We joined more than a hundred senior missionaries who serve in Nauvoo, standing as one when President Hinckley’s casket began its short journey from the parking structure into the conference center he commissioned. We watched as President Monson stood at the pulpit made from the wood of President Hinckley’s tree. We cried with the family and smiled with Church leaders who paid their tributes.
After the funeral, we drove to the graves of Joseph and Hyrum Smith and contemplated what it might have meant to the early Saints to lose their prophet in June of 1844, a young and vibrant leader who had galvanized a people to build a Zion city, a holy temple, and a body of scriptures for a new dispensation. And we contemplated what it was like for us to lose our prophet, equally vibrant, equally if not as personally loved. A prophet who had galvanized us to build temples, education, and stakes of Zion for a new generation.
I don’t know how the Saints handled their loss. I can’t begin to imagine how devastated they must have been. They lacked clear patterns for succession. Their lives, too, were threatened. The journey Joseph’s death sent them toward was long and difficult, requiring them to leave behind so much they had come by so hard.
Like those early Saints, we are called upon to transfer our allegiance to new leaders, even while we mourn the passing of the old ones. We should be used to this, I suppose. Even without the intervention of death, our bishops, Sunday School teachers and visiting teachers come and go with predictable regularity, like children playing musical chairs.

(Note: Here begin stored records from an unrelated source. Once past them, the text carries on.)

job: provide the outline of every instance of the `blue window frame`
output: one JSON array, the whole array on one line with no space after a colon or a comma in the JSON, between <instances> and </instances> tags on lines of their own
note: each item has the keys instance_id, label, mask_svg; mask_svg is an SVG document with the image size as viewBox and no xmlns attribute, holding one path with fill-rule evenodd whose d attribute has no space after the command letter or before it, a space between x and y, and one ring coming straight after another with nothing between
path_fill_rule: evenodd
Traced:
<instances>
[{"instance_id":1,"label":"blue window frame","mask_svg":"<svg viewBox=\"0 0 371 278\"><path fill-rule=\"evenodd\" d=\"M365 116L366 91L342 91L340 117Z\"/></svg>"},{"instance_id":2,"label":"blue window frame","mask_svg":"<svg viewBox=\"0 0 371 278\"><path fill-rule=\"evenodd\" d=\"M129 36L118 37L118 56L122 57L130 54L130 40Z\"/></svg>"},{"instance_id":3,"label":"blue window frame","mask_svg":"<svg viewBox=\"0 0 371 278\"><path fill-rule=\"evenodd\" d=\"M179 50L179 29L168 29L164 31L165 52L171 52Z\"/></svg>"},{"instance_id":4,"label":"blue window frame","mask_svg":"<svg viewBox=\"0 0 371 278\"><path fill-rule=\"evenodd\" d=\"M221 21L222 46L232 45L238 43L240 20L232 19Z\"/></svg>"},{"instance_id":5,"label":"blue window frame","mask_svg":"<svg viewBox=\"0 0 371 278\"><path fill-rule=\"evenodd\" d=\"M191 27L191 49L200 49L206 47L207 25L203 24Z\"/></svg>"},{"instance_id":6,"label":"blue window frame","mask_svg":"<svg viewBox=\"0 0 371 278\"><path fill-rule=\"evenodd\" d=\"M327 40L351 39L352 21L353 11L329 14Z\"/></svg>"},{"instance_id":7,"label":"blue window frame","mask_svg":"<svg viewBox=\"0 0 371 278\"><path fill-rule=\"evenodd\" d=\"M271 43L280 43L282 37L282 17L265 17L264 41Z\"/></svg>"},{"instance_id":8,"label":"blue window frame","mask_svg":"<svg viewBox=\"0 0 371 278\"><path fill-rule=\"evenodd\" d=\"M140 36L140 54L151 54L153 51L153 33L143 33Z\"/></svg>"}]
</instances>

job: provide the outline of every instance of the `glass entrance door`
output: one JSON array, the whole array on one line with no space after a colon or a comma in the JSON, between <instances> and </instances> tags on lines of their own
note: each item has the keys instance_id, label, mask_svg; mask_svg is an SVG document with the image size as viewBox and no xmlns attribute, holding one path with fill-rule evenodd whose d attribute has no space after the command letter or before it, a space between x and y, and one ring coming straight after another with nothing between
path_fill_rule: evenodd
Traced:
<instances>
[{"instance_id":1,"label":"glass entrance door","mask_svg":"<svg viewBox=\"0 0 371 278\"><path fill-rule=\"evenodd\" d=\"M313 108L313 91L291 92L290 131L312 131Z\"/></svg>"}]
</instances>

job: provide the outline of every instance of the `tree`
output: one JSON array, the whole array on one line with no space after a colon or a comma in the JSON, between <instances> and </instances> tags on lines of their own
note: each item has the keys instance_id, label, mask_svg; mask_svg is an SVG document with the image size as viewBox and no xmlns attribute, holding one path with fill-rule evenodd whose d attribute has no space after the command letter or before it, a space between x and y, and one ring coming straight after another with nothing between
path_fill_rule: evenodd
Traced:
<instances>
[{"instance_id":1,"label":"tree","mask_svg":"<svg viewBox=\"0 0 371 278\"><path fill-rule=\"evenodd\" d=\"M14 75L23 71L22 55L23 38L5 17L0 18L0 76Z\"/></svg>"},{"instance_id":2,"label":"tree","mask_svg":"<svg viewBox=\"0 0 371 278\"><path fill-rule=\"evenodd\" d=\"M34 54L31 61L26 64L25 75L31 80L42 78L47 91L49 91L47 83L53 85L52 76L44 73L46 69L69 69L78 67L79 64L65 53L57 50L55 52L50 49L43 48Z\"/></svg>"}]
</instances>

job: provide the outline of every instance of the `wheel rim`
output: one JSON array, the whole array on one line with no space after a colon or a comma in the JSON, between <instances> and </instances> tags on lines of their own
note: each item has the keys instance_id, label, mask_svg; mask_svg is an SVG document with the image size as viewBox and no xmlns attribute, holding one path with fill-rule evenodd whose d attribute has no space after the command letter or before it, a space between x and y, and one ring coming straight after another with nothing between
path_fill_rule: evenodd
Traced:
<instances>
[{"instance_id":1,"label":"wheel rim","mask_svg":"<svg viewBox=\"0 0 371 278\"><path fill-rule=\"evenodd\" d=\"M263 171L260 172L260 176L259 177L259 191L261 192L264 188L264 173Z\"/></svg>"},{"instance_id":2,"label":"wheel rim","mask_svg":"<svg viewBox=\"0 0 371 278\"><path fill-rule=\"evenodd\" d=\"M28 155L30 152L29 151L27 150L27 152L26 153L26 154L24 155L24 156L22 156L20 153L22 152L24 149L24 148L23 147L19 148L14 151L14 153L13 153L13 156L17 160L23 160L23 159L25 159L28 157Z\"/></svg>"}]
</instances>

Then the music stops and someone has to leave the circle. Last year the music stopped on President Hinckley.
Both death and the rotations of Church service require us to accept change and let go, but they also give us at least two sweet opportunities. First is the opportunity to gain a witness from God of the truthfulness and vitality of this work. I can tell you the precise moment when I received such a witness for each prophet of my lifetime. The first time I heard someone pray for President Monson as the president of the Church I felt the spirit confirming his appointment. I am grateful to remember that this is the Church of the Living God, the one who speaks to His people today.
A second opportunity, even more important, is the reminder that our allegiance is not to a man, even as great a man as a prophet of God. Our allegiance is to the Savior. The One who came back from death, and who promises us that death will not be the end of us either. That is a vital reminder. The Saints didn’t cross the plains because of Joseph, or Brigham. They crossed the plains because of their testimony of Jesus Christ. We still live out that legacy.